Mais, l’enthousiasme des habitants de Tombouctou au cours de la cérémonie d’inauguration de ce canal, n’aura été que de façade. Et pour cause.
Du rêve de voir la ville retrouver son charme d’antan, ces piroguiers de lointains villages, apporter patates, riz, mil, et autres produits jusqu’au marché de « Yoboutawo », des jardins maraîchers, et des plages tout au long du canal, il n’en est ressorti qu’un cauchemar.
En effet, avec une profondeur de 9 à 10 mètres, des berges trop glissantes parce que, (naturellement) ensablées, l’actuel canal de Tombouctou, ne profite guère au maraîcher ou au berger, ni même à personne.
Pire, pour le berger, il ne peut ni même étancher sa soif, au risque de boire… pour la dernière fois.
En plus, les bergers sont obligés d’avoir désormais leurs animaux à l’œil, afin que ceux-ci, pour s’abreuver, ne s’aventurent vers le canal mortel.

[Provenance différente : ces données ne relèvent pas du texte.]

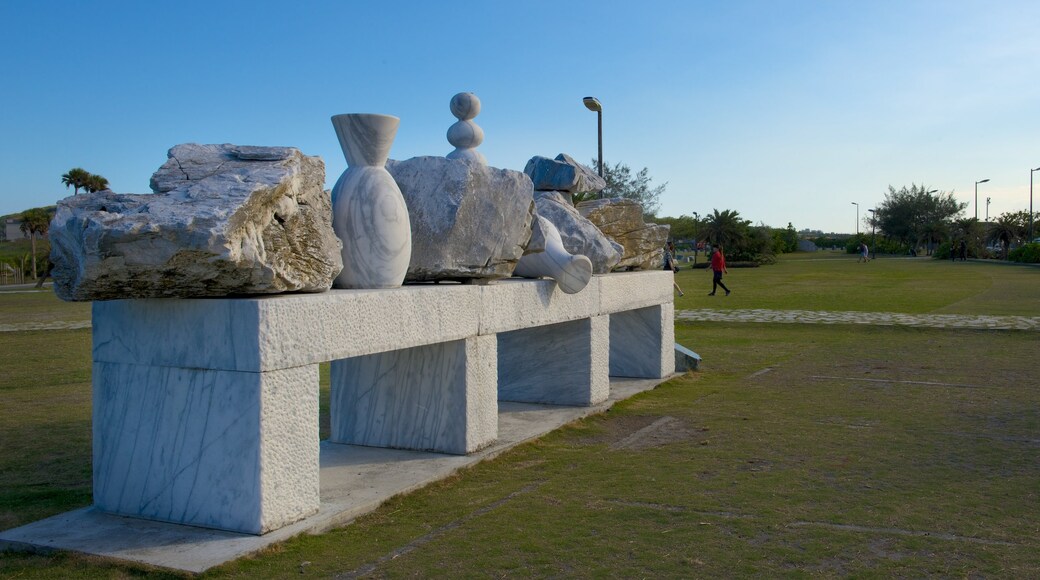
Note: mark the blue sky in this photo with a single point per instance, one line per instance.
(783, 110)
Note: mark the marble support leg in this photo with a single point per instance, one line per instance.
(218, 449)
(437, 398)
(643, 342)
(556, 364)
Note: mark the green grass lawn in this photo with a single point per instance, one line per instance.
(797, 450)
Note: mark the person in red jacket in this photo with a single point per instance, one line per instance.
(718, 267)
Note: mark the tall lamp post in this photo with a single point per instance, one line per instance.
(874, 233)
(1031, 203)
(977, 196)
(697, 231)
(593, 104)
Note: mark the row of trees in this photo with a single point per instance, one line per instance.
(743, 240)
(34, 225)
(920, 217)
(78, 178)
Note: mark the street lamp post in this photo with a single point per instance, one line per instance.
(1031, 203)
(593, 104)
(977, 196)
(697, 228)
(874, 233)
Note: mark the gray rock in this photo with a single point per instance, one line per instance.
(469, 221)
(579, 235)
(224, 220)
(622, 220)
(563, 174)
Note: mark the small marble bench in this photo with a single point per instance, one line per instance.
(206, 411)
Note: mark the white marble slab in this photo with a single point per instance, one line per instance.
(642, 342)
(555, 364)
(437, 398)
(521, 304)
(268, 333)
(621, 291)
(227, 450)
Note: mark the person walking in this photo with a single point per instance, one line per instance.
(671, 264)
(718, 268)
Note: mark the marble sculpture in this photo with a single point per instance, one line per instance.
(369, 214)
(571, 272)
(465, 134)
(224, 220)
(469, 221)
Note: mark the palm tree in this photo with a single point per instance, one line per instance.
(725, 228)
(1006, 230)
(34, 222)
(96, 183)
(76, 178)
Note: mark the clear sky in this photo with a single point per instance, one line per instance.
(785, 110)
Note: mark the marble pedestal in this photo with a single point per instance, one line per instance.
(432, 398)
(555, 364)
(218, 449)
(643, 342)
(205, 411)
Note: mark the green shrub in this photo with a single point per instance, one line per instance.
(1028, 254)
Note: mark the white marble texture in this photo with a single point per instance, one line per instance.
(571, 272)
(432, 398)
(369, 215)
(181, 437)
(642, 342)
(515, 304)
(227, 450)
(466, 135)
(621, 291)
(555, 364)
(268, 333)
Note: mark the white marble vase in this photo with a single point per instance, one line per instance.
(369, 215)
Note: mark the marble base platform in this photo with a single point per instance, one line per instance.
(355, 480)
(205, 411)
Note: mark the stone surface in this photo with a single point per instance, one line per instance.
(563, 174)
(468, 220)
(643, 341)
(555, 364)
(465, 134)
(578, 234)
(369, 214)
(685, 360)
(431, 398)
(224, 220)
(571, 272)
(237, 444)
(622, 220)
(227, 450)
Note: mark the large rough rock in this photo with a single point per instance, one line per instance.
(469, 221)
(579, 235)
(563, 174)
(622, 220)
(224, 220)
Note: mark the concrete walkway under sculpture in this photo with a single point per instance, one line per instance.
(872, 318)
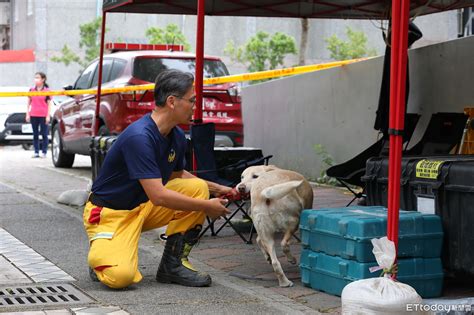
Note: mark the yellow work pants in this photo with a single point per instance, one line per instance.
(114, 239)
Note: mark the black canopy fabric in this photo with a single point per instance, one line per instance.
(339, 9)
(382, 118)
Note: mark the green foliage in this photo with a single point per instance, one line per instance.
(262, 52)
(168, 35)
(354, 47)
(89, 42)
(326, 162)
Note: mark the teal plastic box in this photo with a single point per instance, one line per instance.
(347, 232)
(331, 274)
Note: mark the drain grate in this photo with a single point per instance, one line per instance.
(30, 295)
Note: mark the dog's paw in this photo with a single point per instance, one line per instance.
(285, 284)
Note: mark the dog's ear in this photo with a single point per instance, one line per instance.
(270, 168)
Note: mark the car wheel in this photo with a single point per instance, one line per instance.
(26, 146)
(60, 157)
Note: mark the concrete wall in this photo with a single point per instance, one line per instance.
(336, 107)
(13, 74)
(23, 25)
(56, 22)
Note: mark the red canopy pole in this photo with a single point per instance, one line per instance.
(99, 82)
(198, 80)
(400, 16)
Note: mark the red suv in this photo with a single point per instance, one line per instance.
(73, 122)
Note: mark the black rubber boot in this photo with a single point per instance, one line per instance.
(174, 265)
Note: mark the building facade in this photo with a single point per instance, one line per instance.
(47, 25)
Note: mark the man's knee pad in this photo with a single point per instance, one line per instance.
(117, 277)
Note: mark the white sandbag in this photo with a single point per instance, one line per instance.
(380, 296)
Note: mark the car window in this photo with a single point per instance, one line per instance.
(148, 68)
(83, 81)
(105, 73)
(117, 69)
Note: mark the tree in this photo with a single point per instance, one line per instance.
(304, 41)
(90, 33)
(168, 35)
(354, 47)
(262, 52)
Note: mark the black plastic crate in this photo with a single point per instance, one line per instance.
(443, 185)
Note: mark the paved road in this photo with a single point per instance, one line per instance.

Ainsi, explique Aljoumat Ag Ibrahim, berger de son état à Tombouctou : « vous savez, nous avions ici il y a environ 40 ans, un canal naturel, peu profond et dont l’eau débordait, formant de manière naturelle des cours d’eau, ressemblant à des mares et dont les profondeurs n’allaient jamais au-delà des 50 cms. Ces lieux de débordement du canal étaient nombreux et connus de tous. Même des animaux. Cela nous permettait d’abreuver nos animaux, de nous laver et même de pêcher. Lorsque, on nous avait annoncé que Kadhafi allait faire creuser ce canal qui n’existait plus depuis plusieurs années, naturellement, nous avions accueilli la nouvelle avec enthousiasme. Malheureusement, le canal a été mal conçu, mal fait. Avant de faire ce travail, si réellement c’était pour nous soutenir, on aurait dû l’effectuer avec nos suggestions et nos préoccupations. Personne ne connaît ce canal, autant que nous les bergers, les éleveurs, et les maraîchers. Certes, la bonne volonté des autorités du pays et de Kadhafi est à saluer dans cette histoire, mais, les Libyens ont commis l’erreur d’avoir travaillé tous seuls sur un terrain qu’il ne connaissent guère ».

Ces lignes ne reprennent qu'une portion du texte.